Q: Do I have to Signal to Enter a Roundabout?

(Last Updated On: December 7, 2015)

Intro

 

Roundabouts are designed to keep traffic moving and improve safety at intersections. (Technically a roundabout is a traffic circle with more than one lane).

 

On Approach

 

On approach, reduce your speed to about 20 km/hr in case you need to yield to other vehicles and for good control. Look for signs and pedestrians and be prepared. You must yield to any traffic already in the roundabout. This means you will yield to your immediate left. All vehicles must enter to the right and use the roundabout in a counter-clockwise direction. You can enter the roundabout when there is a safe gap in the traffic and you feel it is safe. Once you are inside the roundabout, vehicles approaching are supposed to yield to you. Do not stop inside the roundabout unless traffic conditions require you to do so.

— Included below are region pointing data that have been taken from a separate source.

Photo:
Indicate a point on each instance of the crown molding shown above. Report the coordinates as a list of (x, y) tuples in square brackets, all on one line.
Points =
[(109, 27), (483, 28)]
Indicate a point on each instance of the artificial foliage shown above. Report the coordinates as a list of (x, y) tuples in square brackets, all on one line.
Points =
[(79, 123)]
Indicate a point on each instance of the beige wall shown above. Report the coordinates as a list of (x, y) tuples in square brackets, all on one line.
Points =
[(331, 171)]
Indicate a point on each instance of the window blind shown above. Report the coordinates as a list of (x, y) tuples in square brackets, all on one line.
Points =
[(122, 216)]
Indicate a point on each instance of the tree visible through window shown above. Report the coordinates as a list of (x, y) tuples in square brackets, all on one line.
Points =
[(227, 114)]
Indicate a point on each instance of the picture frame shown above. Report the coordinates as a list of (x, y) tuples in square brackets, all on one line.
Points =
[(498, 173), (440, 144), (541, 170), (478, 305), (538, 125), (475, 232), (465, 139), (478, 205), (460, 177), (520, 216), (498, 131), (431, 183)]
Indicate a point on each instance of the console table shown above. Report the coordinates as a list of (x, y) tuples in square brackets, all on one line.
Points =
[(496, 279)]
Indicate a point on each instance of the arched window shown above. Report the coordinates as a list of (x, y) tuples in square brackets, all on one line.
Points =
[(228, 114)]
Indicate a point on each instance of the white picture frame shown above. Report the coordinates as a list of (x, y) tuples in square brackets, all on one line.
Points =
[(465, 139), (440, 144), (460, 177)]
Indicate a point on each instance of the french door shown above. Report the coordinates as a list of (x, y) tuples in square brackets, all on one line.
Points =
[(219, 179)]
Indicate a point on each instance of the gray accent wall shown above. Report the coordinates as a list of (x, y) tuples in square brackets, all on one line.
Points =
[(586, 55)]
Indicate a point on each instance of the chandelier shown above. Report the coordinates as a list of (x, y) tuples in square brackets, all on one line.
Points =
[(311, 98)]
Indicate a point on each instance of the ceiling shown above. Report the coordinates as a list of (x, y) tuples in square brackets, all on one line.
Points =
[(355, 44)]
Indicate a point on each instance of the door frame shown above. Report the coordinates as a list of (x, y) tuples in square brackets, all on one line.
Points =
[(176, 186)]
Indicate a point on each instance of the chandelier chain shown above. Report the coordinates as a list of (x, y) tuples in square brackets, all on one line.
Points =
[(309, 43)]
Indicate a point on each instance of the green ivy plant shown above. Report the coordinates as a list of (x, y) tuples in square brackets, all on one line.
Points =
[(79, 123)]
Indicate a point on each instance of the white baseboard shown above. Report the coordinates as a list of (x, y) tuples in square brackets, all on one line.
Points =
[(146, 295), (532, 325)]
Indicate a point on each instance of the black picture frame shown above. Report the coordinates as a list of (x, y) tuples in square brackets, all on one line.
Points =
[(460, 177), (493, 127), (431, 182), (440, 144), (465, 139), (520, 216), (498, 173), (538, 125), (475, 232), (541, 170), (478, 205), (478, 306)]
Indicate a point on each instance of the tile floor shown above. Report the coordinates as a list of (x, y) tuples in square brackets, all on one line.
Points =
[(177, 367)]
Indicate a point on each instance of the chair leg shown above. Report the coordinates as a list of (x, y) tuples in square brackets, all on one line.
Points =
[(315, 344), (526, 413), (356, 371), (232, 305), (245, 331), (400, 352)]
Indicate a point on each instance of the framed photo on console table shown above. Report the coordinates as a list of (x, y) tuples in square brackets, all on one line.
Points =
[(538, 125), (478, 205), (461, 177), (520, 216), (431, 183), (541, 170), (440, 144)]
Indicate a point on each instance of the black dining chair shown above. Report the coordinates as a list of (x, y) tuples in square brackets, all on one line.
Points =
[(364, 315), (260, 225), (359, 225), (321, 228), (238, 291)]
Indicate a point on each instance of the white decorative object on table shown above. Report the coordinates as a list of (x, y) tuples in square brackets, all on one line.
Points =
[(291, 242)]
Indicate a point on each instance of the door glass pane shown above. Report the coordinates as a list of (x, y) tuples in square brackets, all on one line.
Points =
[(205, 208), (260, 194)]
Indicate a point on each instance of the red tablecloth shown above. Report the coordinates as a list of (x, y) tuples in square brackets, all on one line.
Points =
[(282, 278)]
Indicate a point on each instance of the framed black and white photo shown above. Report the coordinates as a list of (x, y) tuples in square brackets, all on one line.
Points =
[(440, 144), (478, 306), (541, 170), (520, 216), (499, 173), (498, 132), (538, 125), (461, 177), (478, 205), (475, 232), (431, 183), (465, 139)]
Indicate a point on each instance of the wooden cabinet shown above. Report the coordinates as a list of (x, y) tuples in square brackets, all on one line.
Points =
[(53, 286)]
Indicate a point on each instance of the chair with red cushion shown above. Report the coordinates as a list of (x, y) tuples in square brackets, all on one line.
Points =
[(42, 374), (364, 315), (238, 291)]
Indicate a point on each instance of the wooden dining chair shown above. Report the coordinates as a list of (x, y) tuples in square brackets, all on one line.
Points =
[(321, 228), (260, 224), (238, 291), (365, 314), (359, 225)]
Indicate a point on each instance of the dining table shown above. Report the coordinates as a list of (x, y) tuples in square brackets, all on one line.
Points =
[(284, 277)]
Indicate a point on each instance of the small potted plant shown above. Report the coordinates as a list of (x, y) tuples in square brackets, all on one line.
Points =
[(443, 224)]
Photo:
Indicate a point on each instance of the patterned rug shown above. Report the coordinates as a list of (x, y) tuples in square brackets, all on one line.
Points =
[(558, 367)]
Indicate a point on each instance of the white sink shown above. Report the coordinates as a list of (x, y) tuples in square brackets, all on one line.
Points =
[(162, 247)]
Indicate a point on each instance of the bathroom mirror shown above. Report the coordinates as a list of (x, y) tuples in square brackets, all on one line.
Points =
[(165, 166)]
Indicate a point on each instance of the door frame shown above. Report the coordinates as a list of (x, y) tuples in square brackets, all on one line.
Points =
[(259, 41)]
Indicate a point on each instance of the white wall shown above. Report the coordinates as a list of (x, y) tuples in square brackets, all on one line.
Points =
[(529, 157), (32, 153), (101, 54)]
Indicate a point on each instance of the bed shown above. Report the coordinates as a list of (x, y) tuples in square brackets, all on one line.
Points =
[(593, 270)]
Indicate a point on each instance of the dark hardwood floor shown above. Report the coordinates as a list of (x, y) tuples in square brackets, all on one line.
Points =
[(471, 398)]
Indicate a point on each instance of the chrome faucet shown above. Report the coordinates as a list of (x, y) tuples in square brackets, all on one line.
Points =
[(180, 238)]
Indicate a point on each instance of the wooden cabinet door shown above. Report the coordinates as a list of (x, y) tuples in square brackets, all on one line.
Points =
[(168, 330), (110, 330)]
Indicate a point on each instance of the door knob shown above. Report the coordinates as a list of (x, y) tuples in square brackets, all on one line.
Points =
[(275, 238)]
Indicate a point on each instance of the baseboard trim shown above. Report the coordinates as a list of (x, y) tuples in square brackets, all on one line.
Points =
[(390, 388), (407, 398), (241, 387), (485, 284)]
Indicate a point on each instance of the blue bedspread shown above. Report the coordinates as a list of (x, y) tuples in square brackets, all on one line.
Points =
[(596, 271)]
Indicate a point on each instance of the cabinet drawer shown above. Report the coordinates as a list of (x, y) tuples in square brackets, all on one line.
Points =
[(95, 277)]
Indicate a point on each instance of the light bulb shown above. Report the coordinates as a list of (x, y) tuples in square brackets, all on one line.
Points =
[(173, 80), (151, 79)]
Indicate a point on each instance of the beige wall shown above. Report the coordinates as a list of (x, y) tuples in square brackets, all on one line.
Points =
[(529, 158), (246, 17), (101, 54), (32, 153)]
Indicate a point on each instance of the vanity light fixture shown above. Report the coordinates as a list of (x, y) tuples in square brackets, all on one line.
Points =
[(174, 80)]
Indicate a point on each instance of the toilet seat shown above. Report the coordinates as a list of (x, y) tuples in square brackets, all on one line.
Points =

Keep in mind that if you miss your exit you may drive in circles until you find it again.

 

For Going ‘Straight’

 

For continuing straight ahead, do not signal on approach and signal “right” before you leave.

 

For Going Right

 

For right turns, signal “right” on approach keep signal on until you are gone.

 

For Going Left

 

For left turns, signal “left” on approach and signal “right” before you leave.

 

Roundabout

 

Roundabout2

 

 

Many moons ago, Carmen became an ICBC-approved driving instructor at the age of 22 in North Vancouver, and has spent many years working with new and experienced drivers around the lower mainland. She can be found reading the Motor Vehicle Act for fun while receiving strange looks from others. May the quest for great driving continue!
  • Someone

    Absolutely false information! If you are turning left, you signal that intention right up until you are leaving the roundabout, then you signal right. If you are going ‘straight’ through, you don’t signal on approach, but you do signal right when leaving the roundabout. If you are turning right, signal it! If you aren’t signalling, no one else knows where you’re going and traffic slows until it’s figured out. Not signalling is what causes the hold ups and the accidents in roundabouts!

    • carmenac

      I agree a left signal is a good idea for left turns (although technically according to ICBC you need only a right signal before you leave). It’s a bad idea to trust people’s signals, especially when we have the right of way rules which state people inside the roundabout have right of way over those entering, regardless of turn signals. Thanks – I will edit this post as the wording is confusing. Not sure even why it is here as there is a very detailed posting about this already. Be clear there is a difference between traffic circles and roundabouts in terms of signalling.

    • Logan

      I know this is old now, however this is incorrect information from “Someone”. Ministry of Transportation and Infrastructure guidelines say that drivers are to signal right when leaving the roundabout. Signaling prior actually causes more confusion. The reason for this is because when entering a roundabout, it is viewed as a continuation of the road, therefor signaling is not needed.